South Florida may seem devoid of regionalisms to newcomers. As a land filled with recently transplanted Northeasterners, New Englanders, and Midwesterners, the dominant sound often appears to be a Network Newscast Standard American blend. Pockets of deep Southern drawl persist in less developed areas. Unlike California, Floridian speech tends closer to a monotone. The dominant Spanish influence is Cuban, which sounds rapid and clipped. In some communities relaxed Anglo- or Franco-Caribbean tones predominate.

That’s enough for one post. For what it’s worth, in both France and Germany most of the locals thought I sounded English.

Being from the Deep South (Smith County, Mississippi) I can identify many different Southern accents, since they vary from county to county here. Jackson folks don’t talk like Natchez folks. My Smith County folks SURE don’t sound like someone from Memphis. My cousins from Alabama sound very different from my cousins in Georgia. I’ve had waiters in restaurants in Florida cry, “You’re from Mississippi, ain’t ya!” as soon as I open my mouth. As for my own accent, I talk something like this:

“Will y’all hand me thu yeller piller from under the winder befo’ mah dawg chews a hawl in it?”

And my aunt (pronounced ‘aint’) says my accent isn’t very heavy!

British accents from movies defuddle me – I tried to watch “Chicken Run”, and couldn’t understand a word those chickens were saying, other than the one that sounded like Mel Gibson. I ran screaming from the accents in “Snatch”, but then I don’t know many people who didn’t.

I, also, have never seen a movie that got my accent half-way right. But then, they never make movies about the South other than a) John Grisham movies and b) movies about the Civil Rights movement, so I don’t have a wide range of films to choose from. When “X-Men: the movie” came out, I was watching it in a theater in Jackson, when the character Rogue appeared. She’s from MS in the movie, and when the words “Meridian, Mississippi” apeared on the screen, the entire theater started screaming in excitement. Though, mysteriously, despite being from the South, Rogue had an Australian accent during the whole film… :wink:

.:Nichol:.

My daughter, who went to a little fresh water college that caters to the children of Lutheran ministers from the Upper Mississippi Valley, maintains that you can tell Upper Midwest accents apart by the way people pronounce the name of their home State.
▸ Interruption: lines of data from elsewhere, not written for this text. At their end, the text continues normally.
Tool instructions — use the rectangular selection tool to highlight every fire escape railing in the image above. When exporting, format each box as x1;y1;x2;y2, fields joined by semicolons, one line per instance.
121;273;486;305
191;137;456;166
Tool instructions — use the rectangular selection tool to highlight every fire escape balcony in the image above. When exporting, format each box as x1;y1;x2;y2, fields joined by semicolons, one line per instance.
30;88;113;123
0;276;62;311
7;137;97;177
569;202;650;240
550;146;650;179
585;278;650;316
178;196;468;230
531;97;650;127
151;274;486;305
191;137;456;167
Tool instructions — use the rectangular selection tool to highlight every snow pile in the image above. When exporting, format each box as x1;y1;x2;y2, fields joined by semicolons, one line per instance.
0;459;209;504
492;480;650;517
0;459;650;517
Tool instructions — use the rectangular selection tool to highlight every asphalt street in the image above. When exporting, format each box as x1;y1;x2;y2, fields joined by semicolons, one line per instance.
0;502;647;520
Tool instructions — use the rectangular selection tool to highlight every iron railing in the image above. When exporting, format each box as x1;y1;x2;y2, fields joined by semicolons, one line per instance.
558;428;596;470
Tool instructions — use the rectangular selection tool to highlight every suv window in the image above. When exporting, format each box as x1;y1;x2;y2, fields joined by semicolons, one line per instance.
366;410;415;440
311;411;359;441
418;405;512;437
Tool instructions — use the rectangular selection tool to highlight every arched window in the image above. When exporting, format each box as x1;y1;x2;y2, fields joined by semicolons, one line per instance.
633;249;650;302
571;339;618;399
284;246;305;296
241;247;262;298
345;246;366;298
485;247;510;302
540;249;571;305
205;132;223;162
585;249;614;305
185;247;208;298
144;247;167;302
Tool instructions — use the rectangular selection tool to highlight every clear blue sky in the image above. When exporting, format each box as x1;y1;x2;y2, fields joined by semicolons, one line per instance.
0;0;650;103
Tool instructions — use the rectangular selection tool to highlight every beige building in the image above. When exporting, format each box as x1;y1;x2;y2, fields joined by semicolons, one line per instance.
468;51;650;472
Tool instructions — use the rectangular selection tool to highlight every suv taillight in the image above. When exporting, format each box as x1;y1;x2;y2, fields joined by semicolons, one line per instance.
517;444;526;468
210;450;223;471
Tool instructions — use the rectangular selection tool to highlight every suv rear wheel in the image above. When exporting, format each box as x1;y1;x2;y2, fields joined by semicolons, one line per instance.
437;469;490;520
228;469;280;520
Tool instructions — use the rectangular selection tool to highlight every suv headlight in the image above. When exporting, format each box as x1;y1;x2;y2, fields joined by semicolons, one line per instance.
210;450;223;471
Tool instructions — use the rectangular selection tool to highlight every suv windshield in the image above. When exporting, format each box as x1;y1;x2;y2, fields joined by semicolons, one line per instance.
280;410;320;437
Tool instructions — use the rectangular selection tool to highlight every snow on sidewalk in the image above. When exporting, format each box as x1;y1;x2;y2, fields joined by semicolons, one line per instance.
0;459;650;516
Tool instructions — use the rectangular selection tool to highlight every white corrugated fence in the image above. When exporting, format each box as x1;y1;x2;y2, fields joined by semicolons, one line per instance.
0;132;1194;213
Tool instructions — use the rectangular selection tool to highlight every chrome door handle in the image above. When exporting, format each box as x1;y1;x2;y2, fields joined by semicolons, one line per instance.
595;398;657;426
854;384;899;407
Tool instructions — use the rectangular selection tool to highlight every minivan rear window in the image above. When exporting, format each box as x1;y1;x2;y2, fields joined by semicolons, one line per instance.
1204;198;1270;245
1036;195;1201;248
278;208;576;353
Minne-soota (with a hard “o”) already noted above.

I-wah

Wis-can-son

James Thurber noted that people from Columbus, Ohio, don’t move their lips, mouthing all words like the word “king.”

As far a Europeans go, even the uneducated ear can tell the difference between the Rheinland-Pfalz accent and, for instance, a Frankfurt accent. Pfalzish is about as distinct as a strong Arkansas accent.